Quando si parla di grafica stampata (e non) di solito si pensa a progetti di medio e grande formato: cartoline, poster, striscioni. Probabilmente la cosa più piccola a cui si pensa è il biglietto da visita. Eppure ci sono tanti altri supporti molto piccoli che fanno parte della nostra vita e che hanno a che fare con la grafica: francobolli, monete, timbri, etichette. Siamo immersi da grafiche così piccole che neanche ce ne rendiamo conto, passano inosservate e invece sono più importanti di quanto pensiamo.


Una grafica per viaggiare: i francobolli

Che siano funzionali o da collezionismo, i francobolli sono un concentrato di grafica. Ideati dal politico britannico Rowland Hill nel 1840 con la sua riforma postale, sono stati una vera e propria rivoluzione. Usati per affrancare la posta, sono una prova del pagamento per la spedizione (prima il costo era a carico del destinatario): senza un francobollo una lettera non può viaggiare.
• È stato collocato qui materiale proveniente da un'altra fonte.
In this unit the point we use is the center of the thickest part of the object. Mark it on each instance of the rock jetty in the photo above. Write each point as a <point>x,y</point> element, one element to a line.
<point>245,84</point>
Il primo francobollo è stato il Penny Black e raffigurava il profilo della Regina Vittoria. Pensa che fu indetto un concorso con un premio di ben 600 sterline (una cifra pazzesca per l’epoca) dal Ministero del Tesoro Britannico al quale pervennero più di 2700 illustrazioni, nessuna però adatta allo scopo. 

Il Penny Black, il primo francobollo al mondo.

Non puoi disegnare un francobollo senza considerare un aspetto cruciale: la stampabilità. 

Mentre in passato la stampa era in monocromia, cioè si stampava un solo colore, oggi possiamo farne di iper colorati, con dettagli in rilievo o metallici, quadrati, rettangolari ma anche tondi. 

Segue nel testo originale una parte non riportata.